Explanations

The Build System

A Little History

I'm not sure there's a lesson in it, but here's a little Rubinius history to give (hopefully) context to the new build system.

Rubinius started as a Ruby implementation. There were some cool ideas in it, like building as much in Ruby as possible, not using a global interpreter lock so native threads could run in parallel, using a JIT compiler to make things faster, using a precise, generational garbage collector to also help make things faster.

But it was still top-to-bottom "just" a Ruby implementation.

So we built it as one big monolithic thing. And since Rake was a beloved Ruby tool, we used Rake.

And it worked well. The whole thing. Using Rake, building it as one big monolith. We didn't wax poetic about "majestic monoliths" or anything like that, we just wanted it to be easy to build.

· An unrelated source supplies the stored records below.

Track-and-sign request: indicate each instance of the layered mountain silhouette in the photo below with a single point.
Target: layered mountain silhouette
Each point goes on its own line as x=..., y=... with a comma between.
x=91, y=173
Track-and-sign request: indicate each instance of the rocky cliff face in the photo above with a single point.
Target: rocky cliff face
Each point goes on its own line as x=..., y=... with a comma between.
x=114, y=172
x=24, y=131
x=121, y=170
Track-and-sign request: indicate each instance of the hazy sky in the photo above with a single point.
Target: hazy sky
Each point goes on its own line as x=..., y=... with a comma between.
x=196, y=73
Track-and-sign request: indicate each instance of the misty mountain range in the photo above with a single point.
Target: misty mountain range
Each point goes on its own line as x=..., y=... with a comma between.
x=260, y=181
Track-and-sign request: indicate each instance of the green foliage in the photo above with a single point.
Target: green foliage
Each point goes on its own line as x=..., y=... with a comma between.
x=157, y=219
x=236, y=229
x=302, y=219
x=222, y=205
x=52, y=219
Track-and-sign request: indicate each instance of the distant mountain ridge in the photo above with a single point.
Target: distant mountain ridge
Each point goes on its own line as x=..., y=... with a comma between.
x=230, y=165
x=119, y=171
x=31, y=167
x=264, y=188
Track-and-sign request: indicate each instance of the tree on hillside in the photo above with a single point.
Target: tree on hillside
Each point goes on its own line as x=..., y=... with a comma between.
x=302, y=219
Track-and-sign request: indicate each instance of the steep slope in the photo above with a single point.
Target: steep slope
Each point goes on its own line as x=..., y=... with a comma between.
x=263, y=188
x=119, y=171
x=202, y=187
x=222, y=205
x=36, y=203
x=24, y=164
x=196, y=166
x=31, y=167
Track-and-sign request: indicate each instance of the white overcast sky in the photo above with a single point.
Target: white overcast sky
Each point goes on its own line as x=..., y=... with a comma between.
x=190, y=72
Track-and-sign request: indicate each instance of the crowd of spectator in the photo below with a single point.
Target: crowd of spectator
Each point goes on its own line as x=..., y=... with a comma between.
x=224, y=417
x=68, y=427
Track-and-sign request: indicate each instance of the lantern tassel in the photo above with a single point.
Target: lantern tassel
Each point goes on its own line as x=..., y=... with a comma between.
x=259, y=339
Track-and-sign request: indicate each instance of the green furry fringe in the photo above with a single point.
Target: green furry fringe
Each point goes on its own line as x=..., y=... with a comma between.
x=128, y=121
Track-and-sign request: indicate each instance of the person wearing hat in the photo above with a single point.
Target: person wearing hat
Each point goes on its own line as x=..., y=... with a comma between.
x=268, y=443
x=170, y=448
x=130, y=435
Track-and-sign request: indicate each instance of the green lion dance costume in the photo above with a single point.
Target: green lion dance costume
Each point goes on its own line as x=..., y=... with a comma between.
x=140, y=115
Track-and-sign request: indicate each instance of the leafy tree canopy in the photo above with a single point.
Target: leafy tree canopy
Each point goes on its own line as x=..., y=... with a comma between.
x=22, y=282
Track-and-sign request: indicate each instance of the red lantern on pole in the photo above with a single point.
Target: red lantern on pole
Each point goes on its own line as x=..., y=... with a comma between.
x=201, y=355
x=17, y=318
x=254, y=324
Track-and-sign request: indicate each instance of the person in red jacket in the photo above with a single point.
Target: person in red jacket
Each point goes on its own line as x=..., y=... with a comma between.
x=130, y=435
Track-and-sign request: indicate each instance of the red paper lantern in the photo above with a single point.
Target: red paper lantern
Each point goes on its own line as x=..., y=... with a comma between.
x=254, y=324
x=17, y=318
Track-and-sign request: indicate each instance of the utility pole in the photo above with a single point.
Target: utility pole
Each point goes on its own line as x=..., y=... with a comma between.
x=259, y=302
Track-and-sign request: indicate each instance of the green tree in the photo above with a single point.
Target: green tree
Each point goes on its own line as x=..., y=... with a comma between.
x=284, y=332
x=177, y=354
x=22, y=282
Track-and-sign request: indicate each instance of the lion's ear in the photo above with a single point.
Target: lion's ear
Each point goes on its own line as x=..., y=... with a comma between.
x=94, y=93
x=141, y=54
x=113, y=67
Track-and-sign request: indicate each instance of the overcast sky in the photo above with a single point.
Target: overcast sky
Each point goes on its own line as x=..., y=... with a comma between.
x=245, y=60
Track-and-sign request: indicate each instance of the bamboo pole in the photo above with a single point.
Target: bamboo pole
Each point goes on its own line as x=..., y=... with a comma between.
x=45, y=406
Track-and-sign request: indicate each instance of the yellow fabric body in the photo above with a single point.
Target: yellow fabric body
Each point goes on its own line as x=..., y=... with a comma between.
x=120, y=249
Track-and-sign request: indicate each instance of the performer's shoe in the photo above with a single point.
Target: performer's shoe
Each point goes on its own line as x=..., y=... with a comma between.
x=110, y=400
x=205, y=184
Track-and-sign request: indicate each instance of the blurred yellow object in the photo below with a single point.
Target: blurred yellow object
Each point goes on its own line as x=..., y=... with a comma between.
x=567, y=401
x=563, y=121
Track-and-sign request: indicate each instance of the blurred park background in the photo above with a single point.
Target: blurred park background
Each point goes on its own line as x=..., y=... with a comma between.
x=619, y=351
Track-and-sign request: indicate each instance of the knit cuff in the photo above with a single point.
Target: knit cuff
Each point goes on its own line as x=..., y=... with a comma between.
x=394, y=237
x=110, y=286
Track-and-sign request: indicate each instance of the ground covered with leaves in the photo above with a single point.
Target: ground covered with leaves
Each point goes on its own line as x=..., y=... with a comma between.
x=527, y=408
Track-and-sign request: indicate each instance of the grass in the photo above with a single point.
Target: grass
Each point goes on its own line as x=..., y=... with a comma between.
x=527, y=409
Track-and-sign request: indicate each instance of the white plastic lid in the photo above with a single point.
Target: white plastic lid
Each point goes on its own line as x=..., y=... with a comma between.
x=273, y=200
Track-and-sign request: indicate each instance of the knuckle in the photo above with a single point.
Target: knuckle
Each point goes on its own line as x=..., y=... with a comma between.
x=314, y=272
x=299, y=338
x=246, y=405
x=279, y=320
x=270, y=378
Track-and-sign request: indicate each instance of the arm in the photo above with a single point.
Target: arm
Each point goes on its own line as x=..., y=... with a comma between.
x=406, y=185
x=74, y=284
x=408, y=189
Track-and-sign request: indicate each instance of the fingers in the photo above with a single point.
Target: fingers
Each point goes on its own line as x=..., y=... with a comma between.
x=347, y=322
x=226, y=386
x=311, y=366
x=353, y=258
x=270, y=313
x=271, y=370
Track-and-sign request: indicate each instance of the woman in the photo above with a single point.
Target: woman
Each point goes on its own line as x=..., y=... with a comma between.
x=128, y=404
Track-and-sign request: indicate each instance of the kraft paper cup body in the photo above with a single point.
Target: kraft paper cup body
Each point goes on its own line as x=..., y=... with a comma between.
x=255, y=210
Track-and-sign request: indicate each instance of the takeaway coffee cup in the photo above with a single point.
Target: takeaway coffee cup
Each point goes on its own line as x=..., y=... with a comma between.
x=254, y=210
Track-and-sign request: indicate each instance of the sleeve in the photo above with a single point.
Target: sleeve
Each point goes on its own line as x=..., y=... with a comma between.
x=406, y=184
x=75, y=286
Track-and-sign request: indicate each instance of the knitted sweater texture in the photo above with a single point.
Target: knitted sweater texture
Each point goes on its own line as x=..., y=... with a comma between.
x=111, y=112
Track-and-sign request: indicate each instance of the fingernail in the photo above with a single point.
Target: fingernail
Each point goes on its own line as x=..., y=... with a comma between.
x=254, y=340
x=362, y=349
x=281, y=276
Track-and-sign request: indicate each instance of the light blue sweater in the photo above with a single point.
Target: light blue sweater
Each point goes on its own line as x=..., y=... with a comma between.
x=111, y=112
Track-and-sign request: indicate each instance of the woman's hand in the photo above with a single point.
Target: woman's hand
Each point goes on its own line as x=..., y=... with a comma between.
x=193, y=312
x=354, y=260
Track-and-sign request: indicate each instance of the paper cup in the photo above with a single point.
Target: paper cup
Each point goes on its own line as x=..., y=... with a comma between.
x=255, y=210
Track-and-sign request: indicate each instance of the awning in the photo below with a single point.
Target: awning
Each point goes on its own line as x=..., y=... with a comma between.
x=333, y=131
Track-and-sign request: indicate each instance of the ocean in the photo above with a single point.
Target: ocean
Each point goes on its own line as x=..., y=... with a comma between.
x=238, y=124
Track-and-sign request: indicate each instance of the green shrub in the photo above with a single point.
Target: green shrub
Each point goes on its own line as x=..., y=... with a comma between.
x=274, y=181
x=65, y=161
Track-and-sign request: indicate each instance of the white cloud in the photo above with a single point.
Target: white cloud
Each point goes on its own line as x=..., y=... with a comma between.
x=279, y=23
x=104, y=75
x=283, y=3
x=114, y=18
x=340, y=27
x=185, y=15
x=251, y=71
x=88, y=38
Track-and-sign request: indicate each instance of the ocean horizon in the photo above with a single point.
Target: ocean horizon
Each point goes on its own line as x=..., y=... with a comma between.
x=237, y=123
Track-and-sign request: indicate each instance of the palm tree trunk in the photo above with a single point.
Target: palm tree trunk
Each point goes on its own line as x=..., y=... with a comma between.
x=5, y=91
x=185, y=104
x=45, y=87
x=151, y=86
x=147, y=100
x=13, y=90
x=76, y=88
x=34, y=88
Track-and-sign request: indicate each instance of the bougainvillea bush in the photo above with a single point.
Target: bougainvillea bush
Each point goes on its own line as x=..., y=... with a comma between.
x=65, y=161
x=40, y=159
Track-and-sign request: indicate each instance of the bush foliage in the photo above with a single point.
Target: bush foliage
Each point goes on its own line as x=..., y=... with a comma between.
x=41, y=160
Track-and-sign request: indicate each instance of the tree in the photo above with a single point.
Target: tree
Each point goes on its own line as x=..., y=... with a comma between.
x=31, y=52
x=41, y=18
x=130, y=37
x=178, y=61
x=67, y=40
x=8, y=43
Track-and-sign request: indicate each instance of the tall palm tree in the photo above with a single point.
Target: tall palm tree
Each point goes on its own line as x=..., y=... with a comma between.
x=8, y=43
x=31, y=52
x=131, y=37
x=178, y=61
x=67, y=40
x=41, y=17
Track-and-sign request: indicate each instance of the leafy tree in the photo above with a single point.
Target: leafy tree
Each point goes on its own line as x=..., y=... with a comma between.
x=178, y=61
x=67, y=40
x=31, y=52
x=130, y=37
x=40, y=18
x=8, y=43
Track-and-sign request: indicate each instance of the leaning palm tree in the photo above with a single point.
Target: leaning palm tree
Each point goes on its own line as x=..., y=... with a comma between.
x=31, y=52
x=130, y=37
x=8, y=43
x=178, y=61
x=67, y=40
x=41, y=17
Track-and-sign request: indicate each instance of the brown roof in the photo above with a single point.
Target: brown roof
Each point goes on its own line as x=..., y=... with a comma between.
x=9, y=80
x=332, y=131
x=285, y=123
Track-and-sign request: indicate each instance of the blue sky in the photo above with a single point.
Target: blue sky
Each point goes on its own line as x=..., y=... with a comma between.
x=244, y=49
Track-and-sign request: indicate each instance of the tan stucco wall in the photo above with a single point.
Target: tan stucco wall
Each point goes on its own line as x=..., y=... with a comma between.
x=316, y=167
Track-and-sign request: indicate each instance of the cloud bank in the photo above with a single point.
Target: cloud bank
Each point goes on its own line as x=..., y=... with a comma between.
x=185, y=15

Even back then, though, Rubinius started to be more than just a Ruby implementation. A couple folks created fun languages that target Rubinius (Atomy and Fancy are notable).

build2

In the past ten-ish years, a lot has happened in programming languages and software. For one, there's a major new build system for C/C++: build2

The new Rubinius build system is based on build2 and just about three things:

Boundaries make good systems;
Do the same thing everywhere (i.e. no difference between a dev machine, CI, and a package builder); and
Use tools in the simplest way possible (but no simpler).

What we get out of these three is principled composability, so when some system just must do it its own way, it can remix easily and safely.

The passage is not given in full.